Добрые, крепкие сеятели сошли с поля; семя, ими посеянное, даст во время новые всходы. Явятся, без сомнения, новые подвижники правды, для будущих поколений. Но в настоящем поколении грустное чувство объемлет душу москвича, когда он въезжает в родной свой город, в древний Сион свой, и между священными памятниками истории видит повсюду обширное кладбище — всюду следы людей, богатевших духовною силой, и так мало следов живой силы, вновь расцветающей. Приходится все вспоминать дорогие имена с молитвою. «Мать наша Сион,16 — скажет человек, — вот такой-то и такой-то родился в нем. Боже, помяни их во царствии Твоем».
Печатается по тексту, опубликованному К. П. Победоносцевым в книге: Вечная память. Воспоминания о почивших / Издание К. П. Победоносцева, второе. М.: Синодальная типография. 1899. С. 63—73.
1 Аксаков Иван Сергеевич (1823—1886) — русский публицист, поэт, общественный деятель, сын С. Т. Аксакова.
2 Аксаков Сергей Тимофеевич (1791—1859) — русский писатель.
3 Аксаков Константин Сергеевич (1817—1860) — русский публицист, историк, филолог, поэт. Сын С. Т. Аксакова.
4 Киреевский Иван Васильевич (1806—1856) — русский философ, литературный критик и публицист, наряду с А. С. Хомяковым основоположник славянофильства.
5 Хомяков Алексей Степанович (1804—1860) — русский религиозный философ, поэт, публицист.
6 Чижов Федор Васильевич (1811—1877) — крупный русский предприниматель, финансист и писатель.
7 Самарин Юрий Федорович (1819—1876) — русский общественный деятель, мыслитель, историк, публицист.
8 Речь идет о комедии А. С. Грибоедова «Горе от ума».
9 Александр I (1777—1825) — русский император в 1801—1825 гг.
10 Речь идет о восстании декабристов на Сенатской площади в Санкт-Петербурге 14 декабря 1825 г.
11 Николай I (1796—1855) — русский император в 1825—1855 гг.

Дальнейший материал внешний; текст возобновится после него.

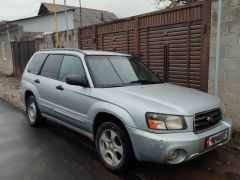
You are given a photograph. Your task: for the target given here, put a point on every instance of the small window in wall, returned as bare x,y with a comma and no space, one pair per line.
4,51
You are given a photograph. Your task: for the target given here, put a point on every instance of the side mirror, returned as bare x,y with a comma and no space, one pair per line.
76,80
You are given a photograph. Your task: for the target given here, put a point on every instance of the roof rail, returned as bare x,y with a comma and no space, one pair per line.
63,49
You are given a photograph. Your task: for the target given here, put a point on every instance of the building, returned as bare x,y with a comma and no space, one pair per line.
85,17
44,23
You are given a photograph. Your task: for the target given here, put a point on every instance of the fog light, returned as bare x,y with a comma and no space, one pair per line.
172,155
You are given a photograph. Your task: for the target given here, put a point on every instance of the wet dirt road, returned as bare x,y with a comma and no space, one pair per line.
54,152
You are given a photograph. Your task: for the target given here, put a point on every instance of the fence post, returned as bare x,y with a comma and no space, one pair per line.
205,46
95,46
137,38
79,39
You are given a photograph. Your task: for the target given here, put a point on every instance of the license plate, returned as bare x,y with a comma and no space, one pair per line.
215,139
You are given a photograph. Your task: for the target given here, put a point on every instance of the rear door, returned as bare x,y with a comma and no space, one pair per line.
47,82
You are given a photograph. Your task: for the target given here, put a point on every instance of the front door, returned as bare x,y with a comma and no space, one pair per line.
72,101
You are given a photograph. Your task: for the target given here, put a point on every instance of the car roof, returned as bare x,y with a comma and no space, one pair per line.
85,52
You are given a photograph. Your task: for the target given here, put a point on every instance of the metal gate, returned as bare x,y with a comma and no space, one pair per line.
21,53
174,43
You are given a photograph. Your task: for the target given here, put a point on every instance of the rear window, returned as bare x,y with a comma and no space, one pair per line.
36,62
52,66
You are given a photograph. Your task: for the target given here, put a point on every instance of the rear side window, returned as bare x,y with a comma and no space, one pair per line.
52,66
71,65
36,62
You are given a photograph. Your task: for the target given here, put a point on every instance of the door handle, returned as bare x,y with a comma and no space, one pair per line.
37,81
59,87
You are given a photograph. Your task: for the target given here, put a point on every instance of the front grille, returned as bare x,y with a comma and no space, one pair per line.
207,120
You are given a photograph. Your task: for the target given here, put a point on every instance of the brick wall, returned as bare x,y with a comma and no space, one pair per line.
229,85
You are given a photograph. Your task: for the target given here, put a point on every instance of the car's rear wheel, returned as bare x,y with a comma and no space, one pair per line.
113,147
33,113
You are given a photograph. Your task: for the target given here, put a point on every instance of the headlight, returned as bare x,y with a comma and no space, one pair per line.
165,122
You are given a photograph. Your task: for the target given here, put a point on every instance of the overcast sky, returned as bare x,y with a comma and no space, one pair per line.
16,9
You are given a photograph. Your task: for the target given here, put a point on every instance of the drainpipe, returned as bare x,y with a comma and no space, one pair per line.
66,19
218,47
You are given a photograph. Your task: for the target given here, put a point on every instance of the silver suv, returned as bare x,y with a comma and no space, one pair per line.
121,105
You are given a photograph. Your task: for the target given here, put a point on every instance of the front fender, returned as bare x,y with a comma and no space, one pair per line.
106,107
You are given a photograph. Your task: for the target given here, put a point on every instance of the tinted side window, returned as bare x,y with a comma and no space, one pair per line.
52,66
71,65
36,63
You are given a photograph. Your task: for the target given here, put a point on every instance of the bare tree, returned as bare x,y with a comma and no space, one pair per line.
175,3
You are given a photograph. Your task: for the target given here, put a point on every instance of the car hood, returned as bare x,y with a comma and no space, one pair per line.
163,98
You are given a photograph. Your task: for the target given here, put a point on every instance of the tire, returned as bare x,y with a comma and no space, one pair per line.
33,113
113,147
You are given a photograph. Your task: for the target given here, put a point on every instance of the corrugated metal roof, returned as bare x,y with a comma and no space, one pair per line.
89,16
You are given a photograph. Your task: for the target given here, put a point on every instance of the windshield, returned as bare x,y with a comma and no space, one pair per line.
117,71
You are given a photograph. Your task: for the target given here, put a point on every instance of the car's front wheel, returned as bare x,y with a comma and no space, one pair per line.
33,113
113,147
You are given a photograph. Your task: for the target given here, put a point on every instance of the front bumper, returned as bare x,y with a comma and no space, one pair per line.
153,147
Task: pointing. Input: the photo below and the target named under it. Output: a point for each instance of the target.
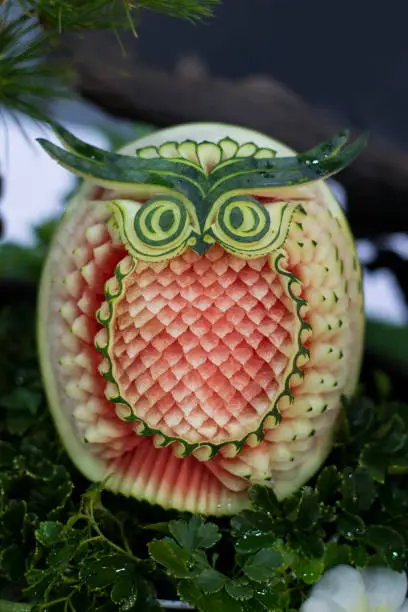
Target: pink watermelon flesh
(201, 347)
(199, 344)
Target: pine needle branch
(29, 81)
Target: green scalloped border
(189, 448)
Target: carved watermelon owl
(201, 314)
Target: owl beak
(201, 246)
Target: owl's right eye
(156, 230)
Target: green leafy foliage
(353, 512)
(65, 546)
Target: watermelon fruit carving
(200, 314)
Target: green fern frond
(28, 83)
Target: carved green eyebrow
(112, 169)
(322, 161)
(186, 177)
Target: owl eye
(156, 230)
(241, 221)
(161, 222)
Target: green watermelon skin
(228, 346)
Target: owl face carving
(207, 291)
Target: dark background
(348, 57)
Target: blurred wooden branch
(377, 183)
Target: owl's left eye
(244, 219)
(155, 230)
(242, 225)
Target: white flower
(345, 589)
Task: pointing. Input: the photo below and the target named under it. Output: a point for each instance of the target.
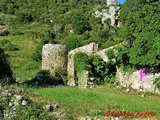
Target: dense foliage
(140, 33)
(5, 70)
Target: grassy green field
(93, 102)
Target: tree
(5, 70)
(140, 32)
(79, 23)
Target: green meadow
(97, 101)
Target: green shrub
(157, 82)
(81, 61)
(72, 42)
(110, 54)
(5, 70)
(7, 45)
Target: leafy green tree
(140, 32)
(5, 70)
(79, 23)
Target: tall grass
(96, 101)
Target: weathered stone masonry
(56, 56)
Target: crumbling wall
(89, 50)
(102, 53)
(54, 56)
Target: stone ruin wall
(54, 56)
(89, 50)
(51, 58)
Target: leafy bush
(110, 54)
(5, 70)
(81, 61)
(157, 82)
(72, 42)
(7, 45)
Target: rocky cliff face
(111, 12)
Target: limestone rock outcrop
(89, 50)
(54, 56)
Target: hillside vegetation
(26, 25)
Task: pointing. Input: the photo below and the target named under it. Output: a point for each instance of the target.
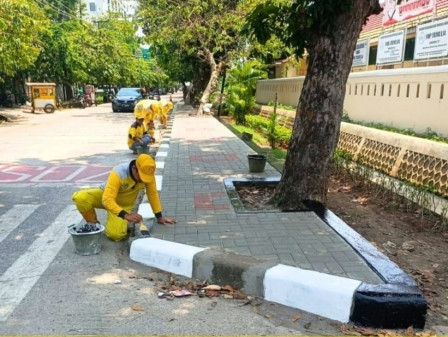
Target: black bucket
(257, 162)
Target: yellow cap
(139, 114)
(146, 167)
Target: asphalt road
(47, 289)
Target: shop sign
(431, 40)
(390, 47)
(393, 13)
(361, 54)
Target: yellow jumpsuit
(166, 108)
(117, 196)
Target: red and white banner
(406, 10)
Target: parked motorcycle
(79, 101)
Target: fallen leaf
(228, 288)
(212, 287)
(239, 295)
(211, 293)
(295, 318)
(180, 293)
(409, 331)
(137, 307)
(367, 332)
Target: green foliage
(281, 134)
(256, 122)
(22, 25)
(241, 85)
(295, 23)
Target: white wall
(407, 98)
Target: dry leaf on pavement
(295, 318)
(137, 307)
(211, 293)
(212, 287)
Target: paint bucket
(257, 162)
(87, 243)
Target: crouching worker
(118, 195)
(137, 135)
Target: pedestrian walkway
(197, 158)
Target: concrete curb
(398, 303)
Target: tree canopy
(328, 30)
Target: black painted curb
(398, 303)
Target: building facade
(412, 33)
(98, 8)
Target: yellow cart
(42, 96)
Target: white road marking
(13, 218)
(23, 274)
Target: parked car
(126, 99)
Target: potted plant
(257, 162)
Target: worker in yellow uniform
(149, 111)
(118, 195)
(157, 110)
(137, 134)
(167, 106)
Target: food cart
(42, 96)
(89, 91)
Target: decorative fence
(407, 158)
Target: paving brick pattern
(201, 153)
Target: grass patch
(259, 143)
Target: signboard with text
(361, 54)
(431, 40)
(390, 47)
(393, 12)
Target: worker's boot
(144, 231)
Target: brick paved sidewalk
(198, 153)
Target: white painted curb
(170, 256)
(321, 294)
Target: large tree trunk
(319, 112)
(215, 70)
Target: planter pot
(257, 162)
(87, 243)
(246, 136)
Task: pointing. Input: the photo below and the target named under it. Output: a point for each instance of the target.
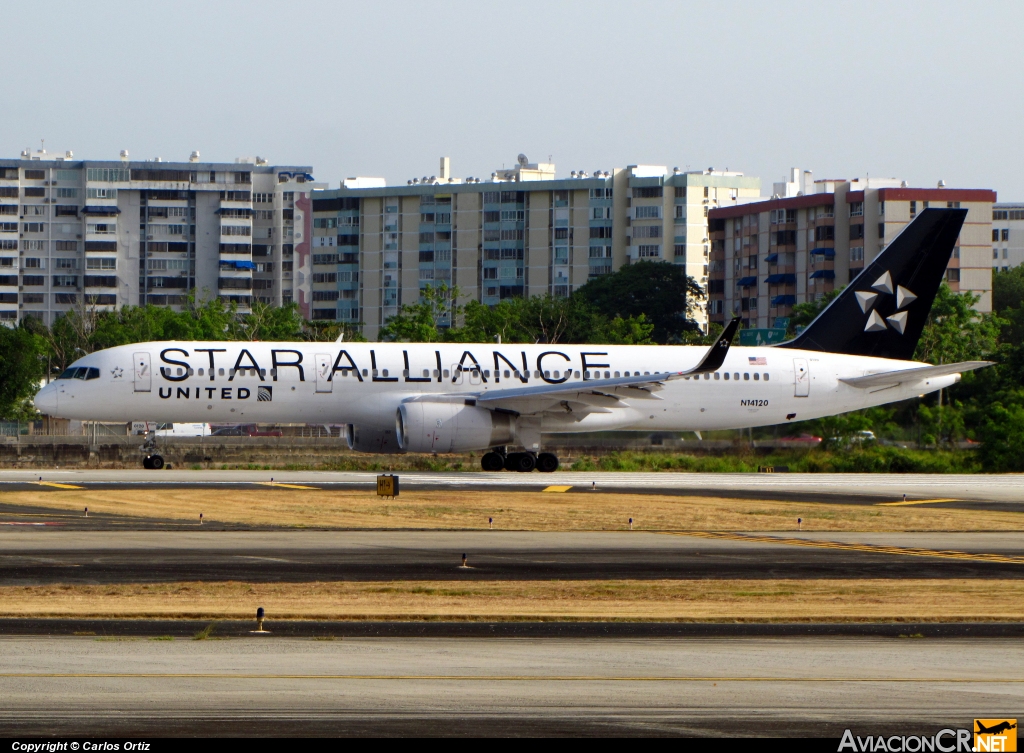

12 Ласкевич Иван Федорович (1782—1856) — русский военный деятель, генерал-фельдмаршал (с 1829 г.). В 1831 г. руководил подавлением польского восстания 1830—1831 гг., после чего был назначен наместником в Царстве Польском.
13 Герцен Александр Иванович (1812—1870) — русский революционер, писатель, философ и публицист.
14 Руге Арнольд (1802—1880) — немецкий философ-младогегельянец и публицист.
15 Газета «Русь» издавалась И. С. Аксаковым в Москве в 1880—1886 гг.
16 Сион — первоначальное название захваченной Давидом крепости в восточной части Иерусалима, позже — название Иерусалима как местопребывание Бога.